7. If travelling with young members, please ensure to accompany them round the clock.
8. Please keep your tour guides well-informed about your physical ailments if any.
While Travelling Across Bhutan
1. Bhutanese locals are very gentle, polite, tourist-friendly; please be respectful towards them and refrain from using any derogatory remarks on them.
2. Even if you want to take photographs of the locals, you should always consider asking their permission.
3. If you require to book Bhutan tour through tour operators, make sure you are always accompanied by your Bhutanese tour guide while travelling across the country.
4. Consult with your tour guide before entering into specific regions, taking photographs, shooting videos, or any other tourist activities.
5. Bhutan and its locals are extremely conscious about cleanliness; avoid littering around and carry back your left-overs to dump them only in the specified locations.
6. Refrain from using plastic bags, bottles, metal cans, use-and-throw cookeries, or any other material that encourages pollution in any form.

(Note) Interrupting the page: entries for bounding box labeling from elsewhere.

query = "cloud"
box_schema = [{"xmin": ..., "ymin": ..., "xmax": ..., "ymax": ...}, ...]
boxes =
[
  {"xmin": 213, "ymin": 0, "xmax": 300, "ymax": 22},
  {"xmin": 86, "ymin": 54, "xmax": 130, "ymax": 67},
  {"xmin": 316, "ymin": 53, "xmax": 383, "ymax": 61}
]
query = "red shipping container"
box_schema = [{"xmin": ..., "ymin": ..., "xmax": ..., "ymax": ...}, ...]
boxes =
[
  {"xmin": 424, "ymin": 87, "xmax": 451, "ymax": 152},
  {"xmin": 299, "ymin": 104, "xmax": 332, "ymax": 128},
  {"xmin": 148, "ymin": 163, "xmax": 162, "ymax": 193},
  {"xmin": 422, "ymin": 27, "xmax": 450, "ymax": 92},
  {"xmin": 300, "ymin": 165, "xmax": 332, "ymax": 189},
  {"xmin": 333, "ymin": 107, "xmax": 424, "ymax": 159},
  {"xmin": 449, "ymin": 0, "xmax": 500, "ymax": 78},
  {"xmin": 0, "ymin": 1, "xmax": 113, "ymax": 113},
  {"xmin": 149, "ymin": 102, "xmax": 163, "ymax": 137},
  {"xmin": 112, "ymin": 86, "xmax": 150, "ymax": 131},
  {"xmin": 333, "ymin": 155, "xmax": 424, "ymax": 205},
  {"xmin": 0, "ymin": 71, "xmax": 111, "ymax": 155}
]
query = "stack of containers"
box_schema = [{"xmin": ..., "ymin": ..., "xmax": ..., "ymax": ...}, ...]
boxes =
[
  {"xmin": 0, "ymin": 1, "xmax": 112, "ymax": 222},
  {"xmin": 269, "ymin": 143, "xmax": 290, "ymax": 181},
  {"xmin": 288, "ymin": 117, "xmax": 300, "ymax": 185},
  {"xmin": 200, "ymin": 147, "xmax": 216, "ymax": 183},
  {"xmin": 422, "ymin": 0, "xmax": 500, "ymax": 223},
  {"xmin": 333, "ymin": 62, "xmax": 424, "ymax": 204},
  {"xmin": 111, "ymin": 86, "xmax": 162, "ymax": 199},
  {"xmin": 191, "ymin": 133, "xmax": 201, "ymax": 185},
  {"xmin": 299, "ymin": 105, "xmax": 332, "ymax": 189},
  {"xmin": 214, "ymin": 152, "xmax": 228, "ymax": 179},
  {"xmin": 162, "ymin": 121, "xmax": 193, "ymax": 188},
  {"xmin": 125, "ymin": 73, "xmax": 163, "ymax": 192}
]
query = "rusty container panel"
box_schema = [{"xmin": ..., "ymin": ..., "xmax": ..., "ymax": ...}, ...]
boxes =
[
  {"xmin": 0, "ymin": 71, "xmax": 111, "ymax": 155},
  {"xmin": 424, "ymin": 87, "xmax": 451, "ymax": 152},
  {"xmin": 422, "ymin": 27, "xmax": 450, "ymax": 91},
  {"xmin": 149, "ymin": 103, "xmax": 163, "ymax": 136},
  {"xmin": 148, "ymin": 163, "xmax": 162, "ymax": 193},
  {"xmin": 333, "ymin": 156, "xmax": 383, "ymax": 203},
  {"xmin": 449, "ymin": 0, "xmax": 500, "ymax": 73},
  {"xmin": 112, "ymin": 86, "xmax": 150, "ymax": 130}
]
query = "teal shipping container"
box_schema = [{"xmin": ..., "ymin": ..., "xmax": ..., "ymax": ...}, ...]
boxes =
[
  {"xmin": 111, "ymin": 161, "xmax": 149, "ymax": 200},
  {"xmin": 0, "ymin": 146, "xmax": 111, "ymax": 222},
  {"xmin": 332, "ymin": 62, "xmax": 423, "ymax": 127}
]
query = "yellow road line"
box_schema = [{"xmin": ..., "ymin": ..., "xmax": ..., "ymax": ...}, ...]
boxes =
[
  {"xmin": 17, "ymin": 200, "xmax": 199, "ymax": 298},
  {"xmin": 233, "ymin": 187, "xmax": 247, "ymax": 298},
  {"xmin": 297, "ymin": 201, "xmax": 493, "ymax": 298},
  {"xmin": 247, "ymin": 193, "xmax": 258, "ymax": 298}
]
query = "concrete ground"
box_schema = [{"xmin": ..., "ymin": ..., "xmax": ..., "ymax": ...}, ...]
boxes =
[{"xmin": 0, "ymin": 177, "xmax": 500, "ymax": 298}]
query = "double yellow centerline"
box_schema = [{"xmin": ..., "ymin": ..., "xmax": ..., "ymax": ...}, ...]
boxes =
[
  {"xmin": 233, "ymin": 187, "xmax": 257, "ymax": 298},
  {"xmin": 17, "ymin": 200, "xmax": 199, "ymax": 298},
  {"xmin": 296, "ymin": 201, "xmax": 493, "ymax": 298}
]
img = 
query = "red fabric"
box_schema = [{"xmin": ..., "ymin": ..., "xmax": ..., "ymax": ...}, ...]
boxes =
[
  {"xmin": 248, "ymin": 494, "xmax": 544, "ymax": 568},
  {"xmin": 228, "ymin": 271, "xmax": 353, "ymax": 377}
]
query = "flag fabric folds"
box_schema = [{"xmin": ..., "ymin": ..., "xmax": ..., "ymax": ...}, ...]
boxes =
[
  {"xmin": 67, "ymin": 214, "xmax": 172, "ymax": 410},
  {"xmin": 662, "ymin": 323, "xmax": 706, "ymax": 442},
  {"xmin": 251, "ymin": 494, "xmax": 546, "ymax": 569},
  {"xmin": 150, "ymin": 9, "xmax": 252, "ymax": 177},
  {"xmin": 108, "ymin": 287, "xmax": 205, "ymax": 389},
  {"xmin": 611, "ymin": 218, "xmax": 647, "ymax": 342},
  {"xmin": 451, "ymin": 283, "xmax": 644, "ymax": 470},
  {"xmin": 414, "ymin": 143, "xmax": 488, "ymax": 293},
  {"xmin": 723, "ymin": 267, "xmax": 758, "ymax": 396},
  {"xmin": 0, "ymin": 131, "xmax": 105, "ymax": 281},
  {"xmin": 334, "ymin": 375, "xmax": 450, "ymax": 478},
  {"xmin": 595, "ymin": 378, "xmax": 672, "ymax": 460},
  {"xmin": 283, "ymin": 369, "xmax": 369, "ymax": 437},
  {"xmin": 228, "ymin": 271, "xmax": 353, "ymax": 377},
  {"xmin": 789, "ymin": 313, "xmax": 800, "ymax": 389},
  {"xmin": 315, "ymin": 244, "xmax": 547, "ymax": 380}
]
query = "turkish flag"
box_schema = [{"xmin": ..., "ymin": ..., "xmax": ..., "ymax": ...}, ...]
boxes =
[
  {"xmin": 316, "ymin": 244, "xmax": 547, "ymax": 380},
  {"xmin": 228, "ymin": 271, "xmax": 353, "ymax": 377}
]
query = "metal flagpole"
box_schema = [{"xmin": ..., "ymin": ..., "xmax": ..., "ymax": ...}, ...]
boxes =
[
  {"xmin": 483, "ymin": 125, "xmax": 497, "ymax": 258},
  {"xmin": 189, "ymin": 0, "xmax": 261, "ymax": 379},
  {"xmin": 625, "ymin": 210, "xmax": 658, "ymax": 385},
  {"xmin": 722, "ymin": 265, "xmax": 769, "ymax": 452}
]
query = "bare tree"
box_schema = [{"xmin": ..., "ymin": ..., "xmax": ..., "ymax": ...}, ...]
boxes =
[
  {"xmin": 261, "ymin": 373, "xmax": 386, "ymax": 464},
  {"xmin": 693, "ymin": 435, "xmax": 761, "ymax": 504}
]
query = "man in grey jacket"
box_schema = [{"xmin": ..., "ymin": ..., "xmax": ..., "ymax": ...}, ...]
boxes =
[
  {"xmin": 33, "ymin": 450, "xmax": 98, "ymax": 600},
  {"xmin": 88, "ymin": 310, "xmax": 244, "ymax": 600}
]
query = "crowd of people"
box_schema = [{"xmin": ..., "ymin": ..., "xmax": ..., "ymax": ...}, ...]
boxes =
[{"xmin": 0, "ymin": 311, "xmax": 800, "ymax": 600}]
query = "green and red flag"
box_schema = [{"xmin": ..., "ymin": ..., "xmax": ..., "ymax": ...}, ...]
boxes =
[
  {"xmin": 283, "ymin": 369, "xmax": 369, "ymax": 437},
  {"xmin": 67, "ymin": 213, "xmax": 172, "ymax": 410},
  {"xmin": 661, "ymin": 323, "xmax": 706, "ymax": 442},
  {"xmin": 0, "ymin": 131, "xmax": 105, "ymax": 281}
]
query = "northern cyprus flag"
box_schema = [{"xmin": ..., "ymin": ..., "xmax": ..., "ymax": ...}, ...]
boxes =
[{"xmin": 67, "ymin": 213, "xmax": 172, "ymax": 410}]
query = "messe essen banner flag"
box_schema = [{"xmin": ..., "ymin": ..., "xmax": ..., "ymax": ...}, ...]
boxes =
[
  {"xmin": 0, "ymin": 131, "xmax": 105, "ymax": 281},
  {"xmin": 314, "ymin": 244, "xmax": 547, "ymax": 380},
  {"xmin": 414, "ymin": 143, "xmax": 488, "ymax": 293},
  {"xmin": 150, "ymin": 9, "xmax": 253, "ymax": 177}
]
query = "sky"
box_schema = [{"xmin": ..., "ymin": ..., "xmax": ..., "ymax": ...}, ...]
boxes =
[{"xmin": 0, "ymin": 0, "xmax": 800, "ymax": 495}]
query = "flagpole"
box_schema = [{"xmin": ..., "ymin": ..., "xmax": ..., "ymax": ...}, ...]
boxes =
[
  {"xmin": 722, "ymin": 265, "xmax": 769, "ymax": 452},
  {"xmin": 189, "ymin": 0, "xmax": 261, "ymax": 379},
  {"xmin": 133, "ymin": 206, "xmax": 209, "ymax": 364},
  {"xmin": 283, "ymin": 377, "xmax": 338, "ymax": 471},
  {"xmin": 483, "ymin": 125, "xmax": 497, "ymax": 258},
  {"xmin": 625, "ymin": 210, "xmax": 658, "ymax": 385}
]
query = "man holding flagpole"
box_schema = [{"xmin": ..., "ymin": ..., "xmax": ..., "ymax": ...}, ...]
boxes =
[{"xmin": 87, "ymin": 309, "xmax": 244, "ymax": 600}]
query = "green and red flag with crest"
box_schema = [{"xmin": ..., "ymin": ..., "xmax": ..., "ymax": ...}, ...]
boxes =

7. Selling and consumption of tobacco is strictly prohibited in Bhutan; however, tourists are allowed to carry tobacco products, but should consume them only in designated places. Please ensure not to consume tobacco in public places, assembly points, around religious sites, official buildings, and other restricted spots or locations.
8. Tuesdays are declared as ‘Dry Day’ in Bhutan; avoid buying or consuming alcohol on Tuesdays.
Please dress properly; avoid wearing short dresses or any inappropriate dressing, while visiting religious sites like monasteries, temples, etc.
10. Do not forget to remove your footwears before entering the religious sites if required.
11. Abide by all the local rules, guidelines, and instructions to avoid any unwanted problems in Bhutan.
12. Avoid honking around public places as Bhutan has strict no-honking policies at certain places.
13. Do not disturb the natural surroundings; avoid feeding the animals while visiting the national parks.
14. Seek permission from the local authorities to take photographs or before shooting a video film.
Avoid using earphone while driving, strolling around, or refrain from playing loud music in public places, wildlife sanctuaries, or around religious sites.
Good to Know Points
1. One can also use Indian currency in Bhutan.
2. Indian denominations of 500 and 2,000 are not considered legal tenders in Bhutan.
3. Do not forget to zero down the Bhutanese currency at the end of your Bhutan tour.
4. ATMs can easily be found in the cities; however, it could be tough to find the same across small towns and villages.
Do not forget to activate International Transactions on your debit and credit card before entering Bhutan.
6. Visitors can buy local SIM cards by producing required ID proofs or supporting documents offered by Tashi Cell and B-Mobile.
7. SIM card providers in Bhutan does not offer ‘micro’ or ‘nano’ SIM cards; please check your handset before entering the Land of Thunder Dragons.